We'll know this is true when [metrics].
Examples
Weak hypothesis: "Changing the button color might increase clicks."
Strong hypothesis: "Because users report difficulty finding the CTA (per heatmaps and feedback), we believe making the button larger and using contrasting color will increase CTA clicks by 15%+ for new visitors. We'll measure click-through rate from page view to signup start."
Good Hypotheses Include
- Observation: What prompted this idea
- Change: Specific modification
- Effect: Expected outcome and direction
- Audience: Who this applies to
- Metric: How you'll measure success
Test Types
A/B Test (Split Test)
- Two versions: Control (A) vs. Variant (B)

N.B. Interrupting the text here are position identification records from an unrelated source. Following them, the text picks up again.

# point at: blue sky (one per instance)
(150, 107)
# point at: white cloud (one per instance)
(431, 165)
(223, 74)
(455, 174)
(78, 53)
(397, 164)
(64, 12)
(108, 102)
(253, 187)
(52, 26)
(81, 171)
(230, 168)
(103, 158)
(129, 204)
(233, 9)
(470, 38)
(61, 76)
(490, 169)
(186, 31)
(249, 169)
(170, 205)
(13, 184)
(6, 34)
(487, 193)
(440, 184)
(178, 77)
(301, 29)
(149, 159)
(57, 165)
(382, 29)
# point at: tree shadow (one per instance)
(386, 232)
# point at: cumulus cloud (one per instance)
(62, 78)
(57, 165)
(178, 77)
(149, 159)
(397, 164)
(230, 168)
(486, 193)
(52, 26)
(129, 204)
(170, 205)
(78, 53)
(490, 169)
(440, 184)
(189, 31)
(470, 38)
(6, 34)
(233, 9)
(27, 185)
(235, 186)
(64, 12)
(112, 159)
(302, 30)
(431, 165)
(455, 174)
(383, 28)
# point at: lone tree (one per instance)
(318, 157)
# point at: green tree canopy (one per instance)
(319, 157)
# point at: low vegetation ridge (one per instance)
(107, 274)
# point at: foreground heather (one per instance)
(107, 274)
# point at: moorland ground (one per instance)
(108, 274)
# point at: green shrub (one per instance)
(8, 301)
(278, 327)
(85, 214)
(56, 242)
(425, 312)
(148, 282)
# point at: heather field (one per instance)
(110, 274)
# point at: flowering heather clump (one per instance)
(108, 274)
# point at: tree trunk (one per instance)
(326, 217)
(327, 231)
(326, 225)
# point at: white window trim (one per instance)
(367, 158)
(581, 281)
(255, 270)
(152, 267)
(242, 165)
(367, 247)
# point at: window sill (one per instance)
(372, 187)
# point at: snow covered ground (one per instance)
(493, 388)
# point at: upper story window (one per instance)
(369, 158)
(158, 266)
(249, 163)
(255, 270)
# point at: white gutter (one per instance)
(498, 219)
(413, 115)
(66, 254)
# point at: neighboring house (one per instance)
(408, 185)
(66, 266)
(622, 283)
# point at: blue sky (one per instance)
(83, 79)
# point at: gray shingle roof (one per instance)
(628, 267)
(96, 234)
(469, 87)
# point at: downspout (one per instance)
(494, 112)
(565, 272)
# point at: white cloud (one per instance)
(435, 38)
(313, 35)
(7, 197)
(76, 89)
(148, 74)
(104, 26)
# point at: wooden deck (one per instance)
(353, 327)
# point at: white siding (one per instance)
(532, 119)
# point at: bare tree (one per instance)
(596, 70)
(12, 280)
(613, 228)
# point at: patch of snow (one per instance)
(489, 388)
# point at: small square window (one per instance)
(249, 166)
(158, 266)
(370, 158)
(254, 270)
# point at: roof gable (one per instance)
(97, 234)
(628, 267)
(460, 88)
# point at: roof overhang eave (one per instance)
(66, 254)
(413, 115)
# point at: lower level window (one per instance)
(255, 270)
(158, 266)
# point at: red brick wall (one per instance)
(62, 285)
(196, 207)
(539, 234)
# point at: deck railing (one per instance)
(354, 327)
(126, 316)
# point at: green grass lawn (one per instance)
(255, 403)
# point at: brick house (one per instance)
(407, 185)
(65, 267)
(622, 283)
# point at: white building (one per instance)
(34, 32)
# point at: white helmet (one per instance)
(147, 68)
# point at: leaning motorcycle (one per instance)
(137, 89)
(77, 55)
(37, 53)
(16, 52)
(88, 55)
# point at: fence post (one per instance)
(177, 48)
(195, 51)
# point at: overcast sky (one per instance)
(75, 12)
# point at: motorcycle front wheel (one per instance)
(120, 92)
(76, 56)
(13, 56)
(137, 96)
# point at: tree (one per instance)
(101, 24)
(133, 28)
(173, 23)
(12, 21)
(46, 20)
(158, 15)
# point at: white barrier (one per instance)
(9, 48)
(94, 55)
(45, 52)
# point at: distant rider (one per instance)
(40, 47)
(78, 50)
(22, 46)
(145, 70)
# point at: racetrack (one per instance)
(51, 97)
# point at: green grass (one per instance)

- Single change between versions
- Most common, easiest to analyze
A/B/n Test
- Multiple variants (A vs. B vs. C...)
- Requires more traffic
- Good for testing several options
Multivariate Test (MVT)
- Multiple changes in combinations
- Tests interactions between changes
- Requires significantly more traffic
- Complex analysis
Split URL Test
- Different URLs for variants
- Good for major page changes
- Easier implementation sometimes
Sample Size Calculation
Inputs Needed
- Baseline conversion rate: Your current rate
- Minimum detectable effect (MDE): Smallest change worth detecting
- Statistical significance level: Usually 95%
- Statistical power: Usually 80%
Quick Reference
| Baseline Rate | 10% Lift | 20% Lift | 50% Lift |
|---|---|---|---|
| 1% | 150k/variant | 39k/variant | 6k/variant |
| 3% | 47k/variant | 12k/variant | 2k/variant |
| 5% | 27k/variant | 7k/variant | 1.2k/variant |
| 10% | 12k/variant | 3k/variant | 550/variant |
Formula Resources
- Evan Miller's calculator: https://www.evanmiller.org/ab-testing/sample-size.html
- Optimizely's calculator: https://www.optimizely.com/sample-size-calculator/
Test Duration
Duration = Sample size needed per variant × Number of variants
───────────────────────────────────────────────────
Daily traffic to test page × Conversion rate
Minimum: 1-2 business cycles (usually 1-2 weeks) Maximum: Avoid running too long (novelty effects, external factors)
Metrics Selection
Primary Metric
- Single metric that matters most
- Directly tied to hypothesis
- What you'll use to call the test
Secondary Metrics
- Support primary metric interpretation
- Explain why/how the change worked
- Help understand user behavior
Guardrail Metrics
- Things that shouldn't get worse
- Revenue, retention, satisfaction
- Stop test if significantly negative
Metric Examples by Test Type
Homepage CTA test:
- Primary: CTA click-through rate
- Secondary: Time to click, scroll depth
- Guardrail: Bounce rate, downstream conversion
Pricing page test:
- Primary: Plan selection rate
- Secondary: Time on page, plan distribution
- Guardrail: Support tickets, refund rate
Signup flow test:
- Primary: Signup completion rate
- Secondary: Field-level completion, time to complete
- Guardrail: User activation rate (post-signup quality)
Designing Variants
Control (A)
- Current experience, unchanged
- Don't modify during test
Variant (B+)
Best practices:
- Single, meaningful change
- Bold enough to make a difference
- True to the hypothesis
What to vary:
Headlines/Copy:
- Message angle
- Value proposition
- Specificity level
- Tone/voice
Visual Design:
- Layout structure
- Color and contrast
- Image selection
- Visual hierarchy
CTA:
- Button copy
- Size/prominence
- Placement
- Number of CTAs
Content:
- Information included
- Order of information
- Amount of content
- Social p
...